Steuererleichterung für Verheiratete:Weg mit dem Ehegattensplitting!

SPD-Chef Gabriel will das Ehegattensplitting abschaffen. Die Idee ist gut. Denn Frauen erschwert es den Entschluss, nach der Heirat berufstätig zu bleiben - erst recht, wenn sie Kinder haben.

Ein Kommentar von Daniela Kuhr, Berlin

Die Zeit nach Weihnachten ist bekannt dafür, dass manchmal Themen hochkochen, mit denen zuvor niemand gerechnet hatte. So war es jetzt auch mit dem FDP-Vorschlag, die Steuerklasse V abzuschaffen, weil sie Frauen benachteilige. Noch weiter ging SPD-Chef Sigmar Gabriel, indem er am Wochenende forderte, gleich das gesamte Ehegattensplitting zu beerdigen. Eigentlich ein alter Hut, dieser Vorschlag. Doch irgendwie hat er es bis heute nie ganz nach oben auf die Tagesordnung geschafft. Das ist bedauerlich.

Wenn es um die Förderung der Berufstätigkeit von Frauen geht - und darüber wurde nun wahrlich viel gesprochen im vergangenen Jahr - dann ist das Ehegattensplitting ein entscheidender Aspekt: Es setzt nämlich völlig falsche Anreize.

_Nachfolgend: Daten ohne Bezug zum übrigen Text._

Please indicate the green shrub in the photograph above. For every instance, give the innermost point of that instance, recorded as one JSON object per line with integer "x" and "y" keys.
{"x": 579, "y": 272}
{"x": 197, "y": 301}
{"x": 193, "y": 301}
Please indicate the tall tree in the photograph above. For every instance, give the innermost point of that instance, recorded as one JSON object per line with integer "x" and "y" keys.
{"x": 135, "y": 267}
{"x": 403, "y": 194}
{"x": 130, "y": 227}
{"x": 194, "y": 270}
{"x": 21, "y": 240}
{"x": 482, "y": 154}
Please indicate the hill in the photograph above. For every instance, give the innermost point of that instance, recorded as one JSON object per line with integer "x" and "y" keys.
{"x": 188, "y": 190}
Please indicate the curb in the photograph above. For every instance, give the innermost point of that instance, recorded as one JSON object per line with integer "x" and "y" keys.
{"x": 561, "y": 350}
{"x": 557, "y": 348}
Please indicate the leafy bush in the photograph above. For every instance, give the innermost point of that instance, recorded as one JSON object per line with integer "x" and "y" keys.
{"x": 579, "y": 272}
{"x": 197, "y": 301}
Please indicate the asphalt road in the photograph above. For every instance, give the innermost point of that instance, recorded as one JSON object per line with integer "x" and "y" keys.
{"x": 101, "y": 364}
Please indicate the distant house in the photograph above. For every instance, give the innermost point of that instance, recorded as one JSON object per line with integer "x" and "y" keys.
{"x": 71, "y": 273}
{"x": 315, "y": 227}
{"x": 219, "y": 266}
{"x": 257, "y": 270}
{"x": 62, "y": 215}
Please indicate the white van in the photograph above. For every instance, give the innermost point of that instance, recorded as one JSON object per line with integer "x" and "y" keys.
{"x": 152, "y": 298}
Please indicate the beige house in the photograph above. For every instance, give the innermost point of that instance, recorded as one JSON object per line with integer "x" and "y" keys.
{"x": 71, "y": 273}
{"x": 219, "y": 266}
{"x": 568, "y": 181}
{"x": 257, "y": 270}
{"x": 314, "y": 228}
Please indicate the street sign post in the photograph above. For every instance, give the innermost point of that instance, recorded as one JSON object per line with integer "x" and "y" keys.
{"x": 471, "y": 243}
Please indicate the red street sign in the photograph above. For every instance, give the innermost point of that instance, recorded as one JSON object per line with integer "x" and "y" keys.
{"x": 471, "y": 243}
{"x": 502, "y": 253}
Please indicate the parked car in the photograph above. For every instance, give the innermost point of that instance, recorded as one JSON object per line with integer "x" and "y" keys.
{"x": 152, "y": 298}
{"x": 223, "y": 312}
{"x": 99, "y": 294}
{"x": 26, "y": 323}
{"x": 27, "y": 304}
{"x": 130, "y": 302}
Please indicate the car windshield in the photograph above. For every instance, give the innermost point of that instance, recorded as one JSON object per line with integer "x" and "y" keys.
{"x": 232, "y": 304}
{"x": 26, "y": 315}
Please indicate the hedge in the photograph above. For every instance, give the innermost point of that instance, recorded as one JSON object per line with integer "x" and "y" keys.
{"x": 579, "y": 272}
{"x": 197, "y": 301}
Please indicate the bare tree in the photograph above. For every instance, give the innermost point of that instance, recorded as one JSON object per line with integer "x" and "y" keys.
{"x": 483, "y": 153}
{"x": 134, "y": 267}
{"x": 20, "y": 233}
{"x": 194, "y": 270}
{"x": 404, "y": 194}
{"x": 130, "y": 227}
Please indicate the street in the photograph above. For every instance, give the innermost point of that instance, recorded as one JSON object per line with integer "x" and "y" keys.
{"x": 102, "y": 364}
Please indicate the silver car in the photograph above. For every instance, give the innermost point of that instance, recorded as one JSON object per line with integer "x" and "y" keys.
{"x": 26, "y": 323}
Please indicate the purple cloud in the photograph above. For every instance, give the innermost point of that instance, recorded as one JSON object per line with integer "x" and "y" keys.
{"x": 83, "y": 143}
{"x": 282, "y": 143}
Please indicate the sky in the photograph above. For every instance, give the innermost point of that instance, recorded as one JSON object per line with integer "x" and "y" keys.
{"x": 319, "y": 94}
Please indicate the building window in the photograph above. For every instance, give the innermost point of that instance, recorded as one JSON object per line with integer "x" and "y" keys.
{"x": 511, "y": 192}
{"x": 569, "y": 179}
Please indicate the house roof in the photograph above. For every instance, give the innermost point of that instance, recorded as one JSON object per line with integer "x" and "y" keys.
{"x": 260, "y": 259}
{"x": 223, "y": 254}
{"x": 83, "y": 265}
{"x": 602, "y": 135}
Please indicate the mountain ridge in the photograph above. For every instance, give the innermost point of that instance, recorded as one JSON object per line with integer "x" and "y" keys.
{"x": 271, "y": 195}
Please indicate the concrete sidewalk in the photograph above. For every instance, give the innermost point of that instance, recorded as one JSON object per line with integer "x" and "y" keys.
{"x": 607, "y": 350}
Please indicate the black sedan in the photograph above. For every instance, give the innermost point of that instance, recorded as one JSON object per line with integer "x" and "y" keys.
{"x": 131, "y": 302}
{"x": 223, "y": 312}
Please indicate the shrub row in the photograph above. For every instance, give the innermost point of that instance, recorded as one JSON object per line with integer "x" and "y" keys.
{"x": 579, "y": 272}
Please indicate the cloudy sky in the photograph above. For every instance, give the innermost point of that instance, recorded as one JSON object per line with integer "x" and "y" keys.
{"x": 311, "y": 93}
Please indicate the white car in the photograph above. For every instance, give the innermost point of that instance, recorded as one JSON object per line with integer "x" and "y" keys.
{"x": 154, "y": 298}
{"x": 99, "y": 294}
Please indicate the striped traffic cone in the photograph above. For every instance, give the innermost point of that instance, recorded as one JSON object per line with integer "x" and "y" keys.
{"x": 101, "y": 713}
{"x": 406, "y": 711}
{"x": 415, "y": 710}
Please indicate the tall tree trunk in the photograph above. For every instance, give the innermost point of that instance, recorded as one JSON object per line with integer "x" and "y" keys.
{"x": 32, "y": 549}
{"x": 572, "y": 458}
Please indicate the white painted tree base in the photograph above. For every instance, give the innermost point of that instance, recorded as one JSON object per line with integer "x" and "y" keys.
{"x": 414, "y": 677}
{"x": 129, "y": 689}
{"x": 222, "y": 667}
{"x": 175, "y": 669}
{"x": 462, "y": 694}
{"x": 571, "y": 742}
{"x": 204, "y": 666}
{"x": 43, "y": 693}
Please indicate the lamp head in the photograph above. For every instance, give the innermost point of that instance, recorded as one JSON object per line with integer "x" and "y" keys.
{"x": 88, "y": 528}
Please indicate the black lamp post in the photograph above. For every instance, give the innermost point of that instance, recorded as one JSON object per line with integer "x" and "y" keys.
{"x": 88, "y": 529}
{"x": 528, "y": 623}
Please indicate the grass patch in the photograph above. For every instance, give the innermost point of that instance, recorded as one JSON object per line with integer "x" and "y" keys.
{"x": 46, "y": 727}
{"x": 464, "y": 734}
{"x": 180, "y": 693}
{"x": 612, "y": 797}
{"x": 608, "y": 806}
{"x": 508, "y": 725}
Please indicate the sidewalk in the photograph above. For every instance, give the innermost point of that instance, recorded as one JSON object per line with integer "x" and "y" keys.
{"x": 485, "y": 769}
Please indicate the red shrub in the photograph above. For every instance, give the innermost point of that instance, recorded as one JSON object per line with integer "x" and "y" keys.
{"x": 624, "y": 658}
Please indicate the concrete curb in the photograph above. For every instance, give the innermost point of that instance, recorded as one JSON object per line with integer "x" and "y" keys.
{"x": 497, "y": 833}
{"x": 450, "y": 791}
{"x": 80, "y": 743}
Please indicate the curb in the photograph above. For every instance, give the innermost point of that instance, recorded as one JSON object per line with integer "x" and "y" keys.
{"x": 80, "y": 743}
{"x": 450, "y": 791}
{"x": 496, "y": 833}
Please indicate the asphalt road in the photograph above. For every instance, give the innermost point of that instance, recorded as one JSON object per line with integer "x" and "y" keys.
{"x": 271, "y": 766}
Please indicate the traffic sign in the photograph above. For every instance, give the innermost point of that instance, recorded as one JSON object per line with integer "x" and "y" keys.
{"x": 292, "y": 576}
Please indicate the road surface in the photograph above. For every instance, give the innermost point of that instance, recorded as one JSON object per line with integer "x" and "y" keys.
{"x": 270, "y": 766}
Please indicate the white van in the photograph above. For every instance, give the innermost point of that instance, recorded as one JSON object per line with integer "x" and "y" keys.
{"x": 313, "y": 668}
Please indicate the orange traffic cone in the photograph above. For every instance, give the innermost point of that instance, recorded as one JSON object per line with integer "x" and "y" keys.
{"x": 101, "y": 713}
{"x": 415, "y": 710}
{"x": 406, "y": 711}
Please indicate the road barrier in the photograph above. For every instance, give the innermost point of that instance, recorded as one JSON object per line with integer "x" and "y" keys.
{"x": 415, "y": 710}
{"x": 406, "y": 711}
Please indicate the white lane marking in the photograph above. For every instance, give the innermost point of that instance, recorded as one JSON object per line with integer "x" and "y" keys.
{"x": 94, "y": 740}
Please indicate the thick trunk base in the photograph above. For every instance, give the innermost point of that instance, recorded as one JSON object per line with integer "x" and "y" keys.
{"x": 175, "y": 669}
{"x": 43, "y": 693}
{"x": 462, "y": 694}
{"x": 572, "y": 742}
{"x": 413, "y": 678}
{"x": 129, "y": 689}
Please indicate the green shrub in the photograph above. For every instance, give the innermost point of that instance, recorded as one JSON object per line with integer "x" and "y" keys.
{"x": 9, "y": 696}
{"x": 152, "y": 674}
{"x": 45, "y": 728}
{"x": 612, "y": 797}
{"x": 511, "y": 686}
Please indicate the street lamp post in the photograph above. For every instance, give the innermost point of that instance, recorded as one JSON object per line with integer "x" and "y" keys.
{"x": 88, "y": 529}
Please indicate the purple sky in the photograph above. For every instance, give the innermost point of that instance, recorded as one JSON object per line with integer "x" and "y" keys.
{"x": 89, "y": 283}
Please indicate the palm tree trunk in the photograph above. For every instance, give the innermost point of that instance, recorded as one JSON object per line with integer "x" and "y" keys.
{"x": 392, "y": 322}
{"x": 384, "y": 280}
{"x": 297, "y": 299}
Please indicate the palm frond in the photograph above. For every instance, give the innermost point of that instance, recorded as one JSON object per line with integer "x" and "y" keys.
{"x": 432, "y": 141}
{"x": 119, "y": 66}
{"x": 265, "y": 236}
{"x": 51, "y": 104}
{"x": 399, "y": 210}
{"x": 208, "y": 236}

Vor allem, indem es Frauen den Entschluss erheblich erschwert, auch nach der Heirat berufstätig zu bleiben. Erst recht, wenn sie Kinder haben. Vielen Befürwortern des Ehegattensplittings ist das vermutlich gar nicht so klar.

Ein schöner Gedanke

Es ist ja tatsächlich ein schöner Gedanke, der hinter dem Splittingtarif und der gemeinsamen Veranlagung steckt: Der Staat wollte das Versprechen von Mann und Frau belohnen, fortan persönlich und finanziell füreinander einzustehen. Wer wie viel Geld für den gemeinsamen Lebensunterhalt beisteuert, sollte keine Rolle spielen. Zumal der Ehepartner, der nicht berufstätig ist, sich ja ebenfalls verdient macht, indem er sich um Haushalt und Kinder kümmert.

Deshalb werden beim Splitting die Einkommen der Ehepartner nicht - wie bei Ledigen - getrennt betrachtet und jedes für sich besteuert, sondern addiert und durch zwei geteilt. Für jenen, der mehr verdient, bedeutet das letztlich, dass sein Einkommen mit einem niedrigeren Steuersatz belegt wird, als es seiner Gehaltshöhe entspräche. Für den anderen aber, der weniger verdient, hat es genau den gegenteiligen Effekt: Er, oder vielmehr sie (denn es ist ja meist die Frau, die weniger verdient) muss auf ihr Einkommen mehr Steuern zahlen, als es ihrer Gehaltshöhe in Wahrheit entspräche.

Solange das gesamte Geld in einem gemeinsamen Topf landet und beruflich wie privat alles läuft wie gehabt, spielt das womöglich keine große Rolle. Sollte die Frau aber eines Tages Anspruch auf Arbeitslosen-, Mutterschafts- oder Elterngeld haben, kann sich der höhere Steuersatz sehr wohl negativ für sie auswirken, da diese Leistungen an den Nettolohn anknüpfen.

Wie soll diese Ungleichbehandlung gerechtfertigt sein?

Doch das ist noch gar nicht mal der Hauptpunkt, der gegen das Ehegattensplitting spricht. Es gehört vielmehr deshalb abgeschafft, weil es zu völlig widersprüchlichen Ergebnissen führt. So profitieren beispielsweise Ehepartner, die beide gleich viel verdienen, überhaupt nicht davon. Unterm Strich werden sie genauso besteuert wie ein lediges Pärchen.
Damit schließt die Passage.